Şamlı ve şanlı şair, yazar ve en çok diplomat Nizar Amcam ile hayali bir ropörtaj gerçekleştirdik. İlk misafirlerimi memnun etmenin yolunun zamanlararası etkileşim ile mümkün olacağını düşündüm. Kendisi ile annelerimizin dilinde konuştuk ve bunları devletlerimizin dili ile yazıya geçtik. O 98’de göçtü, ben 98’de doğdum.

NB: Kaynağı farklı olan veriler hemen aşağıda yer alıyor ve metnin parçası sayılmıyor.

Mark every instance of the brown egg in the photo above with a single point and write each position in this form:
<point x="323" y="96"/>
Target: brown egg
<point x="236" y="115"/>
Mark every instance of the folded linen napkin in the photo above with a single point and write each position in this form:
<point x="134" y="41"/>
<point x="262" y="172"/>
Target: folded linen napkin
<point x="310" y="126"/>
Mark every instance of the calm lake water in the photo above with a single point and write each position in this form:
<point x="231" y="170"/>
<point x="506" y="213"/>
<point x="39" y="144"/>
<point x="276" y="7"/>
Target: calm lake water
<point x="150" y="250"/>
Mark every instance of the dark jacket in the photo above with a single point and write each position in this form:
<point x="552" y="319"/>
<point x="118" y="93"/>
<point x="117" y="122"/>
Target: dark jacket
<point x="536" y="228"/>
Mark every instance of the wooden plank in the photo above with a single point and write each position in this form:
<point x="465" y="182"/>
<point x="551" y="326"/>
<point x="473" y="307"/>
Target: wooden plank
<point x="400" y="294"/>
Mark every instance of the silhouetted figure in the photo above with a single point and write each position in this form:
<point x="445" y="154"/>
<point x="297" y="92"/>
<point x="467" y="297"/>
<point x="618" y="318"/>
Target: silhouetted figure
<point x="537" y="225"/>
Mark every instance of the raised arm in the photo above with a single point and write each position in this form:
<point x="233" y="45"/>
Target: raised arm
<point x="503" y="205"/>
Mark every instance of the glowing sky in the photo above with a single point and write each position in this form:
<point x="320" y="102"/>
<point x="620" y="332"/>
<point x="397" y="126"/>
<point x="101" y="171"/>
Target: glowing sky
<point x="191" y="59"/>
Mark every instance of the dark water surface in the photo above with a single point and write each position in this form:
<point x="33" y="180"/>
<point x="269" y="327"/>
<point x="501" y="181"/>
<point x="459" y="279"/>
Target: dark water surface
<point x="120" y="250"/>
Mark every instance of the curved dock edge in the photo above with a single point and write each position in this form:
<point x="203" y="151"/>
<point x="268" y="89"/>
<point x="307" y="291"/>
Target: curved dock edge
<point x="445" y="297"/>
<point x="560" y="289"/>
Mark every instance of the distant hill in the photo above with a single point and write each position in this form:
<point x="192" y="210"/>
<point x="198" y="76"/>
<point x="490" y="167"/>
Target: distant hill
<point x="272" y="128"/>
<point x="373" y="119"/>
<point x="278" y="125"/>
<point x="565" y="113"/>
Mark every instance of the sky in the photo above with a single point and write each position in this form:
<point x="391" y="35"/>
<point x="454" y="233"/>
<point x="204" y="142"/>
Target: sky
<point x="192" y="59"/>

"Nizar Bey, ne için yazıyorsunuz?"
"Kurtarmak için…"
"Neyi kurtarmak için?"
"Kelimeleri…"
"Nereden?"
"Kontrol mahkemelerinden!"

Kabbani, "kelimeleri kontrol mahkemelerinden kurtarmak için" yazdığını aktarıyor. Bu mahkemeler bazen Cahiliye Dönemi, bazen ülkesi, bazen insanları ve bazen de bizzat kendisiydi. İç savaş döneminde Lübnan’da en çok kendi soydaşlarını karşısına alarak yer aldı. Bu durum eşi Balqıs al-Rawi’nin öldürülmesi ile daha da perçinlendi. Irak’ta ve Suriye’de çokça eleştirildi ve "Araplık Bilincini" ayaklar altına aldığı ileri sürüldü. Kendisine "alık" diyenleri şiirine işledi ve aldırış etmedi. Erkeği kadınlaştırmak değildi maksadı, erkeği evcilleştirmekti. Bunu da kadının varlığının yeniden anlam kazanmasıyla mümkün olacağını düşündü. Arap şiirinin katı, eril olduğundan yakındı. Bastırılamayan erkekliğin kelimelere sirayet ettiğini ve bunun içsel bir eksiklik olduğunu aktardı. Arap olmayanlar onu zaten desteklemezdi. Peki, asıl desteklemeyenler kimlerdi? Cevabını gayet iyi biliyorsunuz. Bırakalım di’li geçen zamanları! 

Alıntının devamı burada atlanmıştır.